Languages and Machines

Languages and Machines#

Strings#

Alphabet and Symbol

An alphabet is a non-empty, finite set and the elements of an alphabet are called the symbols of the alphabet.

We use capital Greek letters to denote alphabets.

String

A string (or word) over an alphabet is a finite sequence of symbols from that alphabet.

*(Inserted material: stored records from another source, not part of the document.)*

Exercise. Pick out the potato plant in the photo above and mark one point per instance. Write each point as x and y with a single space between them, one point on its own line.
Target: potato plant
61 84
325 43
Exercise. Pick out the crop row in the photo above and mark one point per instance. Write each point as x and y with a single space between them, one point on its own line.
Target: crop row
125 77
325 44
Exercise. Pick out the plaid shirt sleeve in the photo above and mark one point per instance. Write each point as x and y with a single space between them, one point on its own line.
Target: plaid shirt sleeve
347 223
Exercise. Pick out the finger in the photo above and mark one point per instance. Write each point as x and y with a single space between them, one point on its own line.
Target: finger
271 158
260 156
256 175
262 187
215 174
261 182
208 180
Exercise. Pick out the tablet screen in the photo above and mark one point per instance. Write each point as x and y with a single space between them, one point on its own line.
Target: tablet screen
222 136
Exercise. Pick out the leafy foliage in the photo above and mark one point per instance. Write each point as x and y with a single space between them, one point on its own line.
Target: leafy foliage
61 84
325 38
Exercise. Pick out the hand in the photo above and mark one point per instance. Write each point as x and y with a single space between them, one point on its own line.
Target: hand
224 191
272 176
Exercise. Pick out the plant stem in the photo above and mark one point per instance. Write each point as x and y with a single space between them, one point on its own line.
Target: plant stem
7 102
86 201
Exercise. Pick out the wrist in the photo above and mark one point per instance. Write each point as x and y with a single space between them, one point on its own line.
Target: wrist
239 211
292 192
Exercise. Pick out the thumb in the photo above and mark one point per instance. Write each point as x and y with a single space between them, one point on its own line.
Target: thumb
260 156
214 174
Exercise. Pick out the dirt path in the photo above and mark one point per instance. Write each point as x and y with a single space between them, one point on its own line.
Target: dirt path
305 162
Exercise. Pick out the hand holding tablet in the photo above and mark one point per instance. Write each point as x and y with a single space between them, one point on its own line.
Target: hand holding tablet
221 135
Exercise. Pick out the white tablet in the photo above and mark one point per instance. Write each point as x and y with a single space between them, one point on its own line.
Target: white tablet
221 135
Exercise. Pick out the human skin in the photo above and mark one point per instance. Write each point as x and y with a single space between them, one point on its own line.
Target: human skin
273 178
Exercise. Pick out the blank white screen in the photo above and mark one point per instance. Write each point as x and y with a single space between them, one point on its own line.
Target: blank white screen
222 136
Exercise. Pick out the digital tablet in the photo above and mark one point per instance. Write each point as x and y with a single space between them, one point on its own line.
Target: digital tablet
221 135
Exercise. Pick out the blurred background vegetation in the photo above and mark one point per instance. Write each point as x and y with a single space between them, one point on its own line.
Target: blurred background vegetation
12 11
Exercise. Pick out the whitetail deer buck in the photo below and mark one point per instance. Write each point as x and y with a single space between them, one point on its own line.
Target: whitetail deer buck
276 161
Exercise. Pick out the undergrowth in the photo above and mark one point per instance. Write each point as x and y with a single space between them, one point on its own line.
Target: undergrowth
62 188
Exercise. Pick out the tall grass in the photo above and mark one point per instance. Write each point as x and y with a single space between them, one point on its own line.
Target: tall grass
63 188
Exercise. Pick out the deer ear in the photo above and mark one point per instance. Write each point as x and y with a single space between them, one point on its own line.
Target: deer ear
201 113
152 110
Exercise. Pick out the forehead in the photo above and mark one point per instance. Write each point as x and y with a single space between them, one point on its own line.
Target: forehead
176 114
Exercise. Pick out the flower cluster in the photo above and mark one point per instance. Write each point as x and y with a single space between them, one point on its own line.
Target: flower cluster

For example, \(01001\) is a string over the alphabet \(\Sigma = \{ 0, 1 \}\) and \(abracadabra\) is a word over the English alphabet \(\Sigma = \{ a, \dots, z \}\).

Sets of strings

The set of all strings of length \(n\) over the alphabet \(\Sigma\) is denoted \(\Sigma^n\).

The set of all strings over the alphabet \(\Sigma\) including the empty string \(\varepsilon\) is denoted \(\Sigma^* := \bigcup_{i \in \mathbb{N}} \Sigma^i\).

String Length

If \(w\) is a string over \(\Sigma\) then \(|w|\) is called the length of \(w\) and is defined as the number of symbols that it contains.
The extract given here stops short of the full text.